Iodine deficiency Fortification of salt with iodine occurred in 1924 when we were experiencing an epidemic of “goiters” or enlarged thyroid glands. Thyroids become enlarged in an effort to absorb more iodine from the bloodstream. Besides hypothyroidism and goiters, iodine deficiencies have been linked to mental retardation and neurodevelopmental disorders in children, mental and physical impairment in adults, increased risk of thyroid cancer, and some research suggests that there may be a link between iodine deficiency and fibrocystic breast disease.
Food sources Iodized salt, for the most part, is the main source of iodine in our diet. Table salt usage is decreasing and with our new dietary guidelines encouraging less table salt consumption, we are at risk of inadequate iodine intake. So, where else can we get iodine in the diet?
Why is Iodine so important? Iodine is a mineral that is essential for proper thyroid function. Iodine, when combined with the amino acid tyrosine, produces vital thyroid hormones that control our metabolism, enzyme and protein synthesis, and are essential in the development of the skeletal and central nervous systems of developing fetuses.
7 Foods Rich in Iodine
Sea vegetables – Sea vegetables, or seaweeds, are the kings of iodine – which makes sense, since iodine ions mainly concentrate in oceans and saltwater pools. Though all sea vegetables are rich in iodine, perhaps the greatest source is bladderwrack. 50 grams of dried bladderwrack contain over 100 percent of our recommended daily intake (RDI) of iodine.
Himalayan salt – Though many people meet their RDI of iodine through iodized table salt, I cannot recommend it since table salt (sodium chloride) is toxic to the human body, and the iodine with which it is fortified is inorganic and synthetic. Instead, favor real salt such as unrefined sea salt or – better yet – Himalayan salt. Half a gram of Himalayan salt contains a full spectrum of 84 trace minerals, including 250 micrograms of iodine (or 167 percent of our RDI). The great thing about real salt is that it can be added to almost any meal. Simply sprinkle it atop your food and you’ll never have to worry about iodine again.
Fish – Most fish and seafood are good sources of iodine. One three-ounce serving of cod, for instance, provides us with 99 micrograms of iodine (or 66 percent of our RDI). Another great source is shrimp (three-ounces provides us with 23 percent of our RDI). Even processed fish foods such as Fish Sticks and Fish Fingers contain small amounts of iodine, though I don’t recommend them for obvious reasons.
Baked potatoes – Baked potatoes are one of the best land-based source of iodine, but please remember that soil quality plays an important role here.
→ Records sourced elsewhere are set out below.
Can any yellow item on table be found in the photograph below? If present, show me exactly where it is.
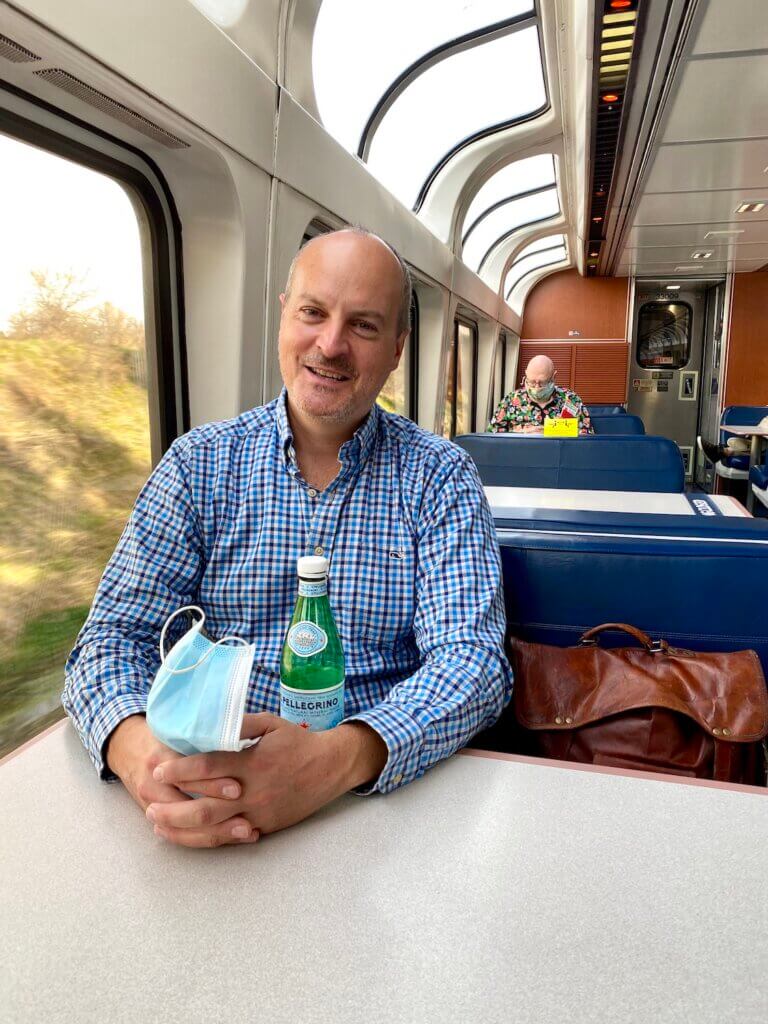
[544,416,579,437]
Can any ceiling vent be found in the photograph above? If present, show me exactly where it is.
[35,68,189,150]
[0,36,43,63]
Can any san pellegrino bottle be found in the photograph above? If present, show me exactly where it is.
[280,555,344,732]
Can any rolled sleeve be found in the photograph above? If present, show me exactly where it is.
[344,454,512,793]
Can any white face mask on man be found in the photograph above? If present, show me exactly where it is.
[146,605,258,755]
[525,380,555,401]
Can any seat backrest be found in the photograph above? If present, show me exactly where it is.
[455,433,685,493]
[496,510,768,678]
[587,404,627,416]
[592,413,645,435]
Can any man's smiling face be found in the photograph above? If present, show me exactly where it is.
[280,231,406,429]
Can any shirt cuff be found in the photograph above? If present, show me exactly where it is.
[86,693,146,782]
[344,701,424,796]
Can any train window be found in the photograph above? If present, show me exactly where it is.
[312,0,547,208]
[463,188,560,272]
[376,292,419,419]
[0,134,157,755]
[637,302,691,370]
[442,317,478,437]
[504,234,567,302]
[312,0,534,153]
[462,154,560,270]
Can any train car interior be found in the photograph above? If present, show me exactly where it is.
[0,0,768,1024]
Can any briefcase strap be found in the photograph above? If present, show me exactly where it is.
[577,623,670,654]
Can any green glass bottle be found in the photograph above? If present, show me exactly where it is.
[280,555,344,732]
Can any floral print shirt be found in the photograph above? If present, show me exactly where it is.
[488,385,595,434]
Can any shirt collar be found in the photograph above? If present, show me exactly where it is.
[275,387,381,467]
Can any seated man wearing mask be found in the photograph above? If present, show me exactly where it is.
[63,228,512,847]
[488,355,594,434]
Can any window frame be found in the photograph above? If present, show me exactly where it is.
[504,232,568,304]
[477,188,562,274]
[492,331,507,414]
[443,313,480,439]
[633,299,693,370]
[408,288,421,423]
[0,82,190,450]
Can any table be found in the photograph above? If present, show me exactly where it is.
[0,723,768,1024]
[720,423,768,512]
[485,487,750,518]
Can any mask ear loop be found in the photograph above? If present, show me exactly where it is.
[160,604,249,676]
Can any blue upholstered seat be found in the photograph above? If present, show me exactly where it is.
[592,413,645,436]
[456,434,685,493]
[715,406,768,480]
[587,404,627,416]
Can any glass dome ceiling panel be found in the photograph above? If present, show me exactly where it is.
[462,187,560,271]
[504,234,567,301]
[462,153,555,237]
[368,26,547,208]
[312,0,534,153]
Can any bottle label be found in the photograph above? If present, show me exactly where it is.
[288,621,328,657]
[280,680,344,732]
[299,580,328,597]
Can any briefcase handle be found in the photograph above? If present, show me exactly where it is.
[577,623,670,654]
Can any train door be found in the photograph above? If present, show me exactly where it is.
[694,281,726,490]
[628,281,706,479]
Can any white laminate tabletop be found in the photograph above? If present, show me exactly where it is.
[0,724,768,1024]
[484,487,750,517]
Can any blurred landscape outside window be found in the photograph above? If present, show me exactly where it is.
[0,135,151,756]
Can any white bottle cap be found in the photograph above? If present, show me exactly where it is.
[296,555,328,580]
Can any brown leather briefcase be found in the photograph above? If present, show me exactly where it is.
[507,623,768,785]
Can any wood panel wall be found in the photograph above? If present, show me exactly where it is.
[520,270,629,341]
[725,270,768,406]
[517,270,629,404]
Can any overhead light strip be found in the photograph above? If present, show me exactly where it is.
[584,0,643,273]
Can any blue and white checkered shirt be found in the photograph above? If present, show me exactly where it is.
[62,391,512,793]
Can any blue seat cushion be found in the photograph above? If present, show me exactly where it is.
[454,434,685,494]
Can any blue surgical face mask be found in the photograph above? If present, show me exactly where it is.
[146,605,257,754]
[525,381,555,401]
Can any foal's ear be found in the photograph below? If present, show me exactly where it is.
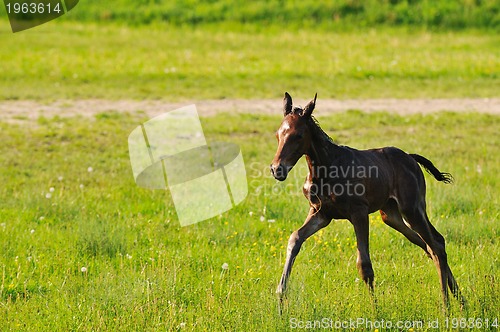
[302,93,318,116]
[283,92,292,116]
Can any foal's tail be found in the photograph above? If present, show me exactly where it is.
[410,154,453,183]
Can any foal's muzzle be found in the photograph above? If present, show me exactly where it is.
[271,164,291,181]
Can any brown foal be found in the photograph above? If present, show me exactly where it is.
[271,93,465,307]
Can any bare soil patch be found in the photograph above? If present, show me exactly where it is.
[0,98,500,121]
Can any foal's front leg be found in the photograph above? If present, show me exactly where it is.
[350,209,375,292]
[276,208,331,298]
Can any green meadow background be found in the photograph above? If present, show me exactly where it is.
[0,1,500,331]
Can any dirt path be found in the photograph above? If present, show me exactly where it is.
[0,98,500,121]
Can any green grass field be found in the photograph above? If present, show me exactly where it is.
[0,111,500,331]
[0,21,500,101]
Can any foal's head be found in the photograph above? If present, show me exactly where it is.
[271,92,317,181]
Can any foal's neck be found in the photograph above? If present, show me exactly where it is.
[306,118,344,177]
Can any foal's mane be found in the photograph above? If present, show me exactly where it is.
[309,115,335,144]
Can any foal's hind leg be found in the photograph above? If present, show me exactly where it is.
[380,200,466,306]
[425,219,467,307]
[380,199,432,259]
[401,203,452,307]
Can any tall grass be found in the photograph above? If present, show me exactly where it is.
[0,22,500,101]
[2,0,500,30]
[0,111,500,331]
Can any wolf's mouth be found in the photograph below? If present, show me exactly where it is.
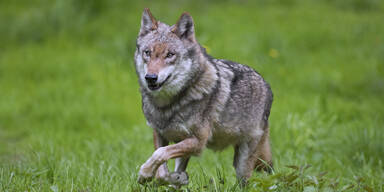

Generally speaking, one medium-sized baked potato with skin contains approximately 60 micrograms of iodine, or 40 percent of our RDI. Organically-farmed potatoes, grown on nutrient-rich soil, often contain more.
Plain yogurt – Though yogurt is best-known for its calcium and protein content, this curdled milk product is also surprisingly rich in iodine. One cup of yogurt provides us with 90 micrograms of it, or 60 percent of our RDI. For comparison, one cup of milk contains 56 micrograms of iodine.
Navy beans – Beans are highly nutritious, and can be found in many “foods richest in” lists. Iodine is no exception. Half a cup of cooked navy beans, for example, provides us with 32 micrograms of iodine, or 21 percent of our RDI. Other good sources include lima beans, string beans, and soybeans.
Other decent sources of iodine include turkey breasts, boiled eggs, dried prunes, strawberries, and cranberries.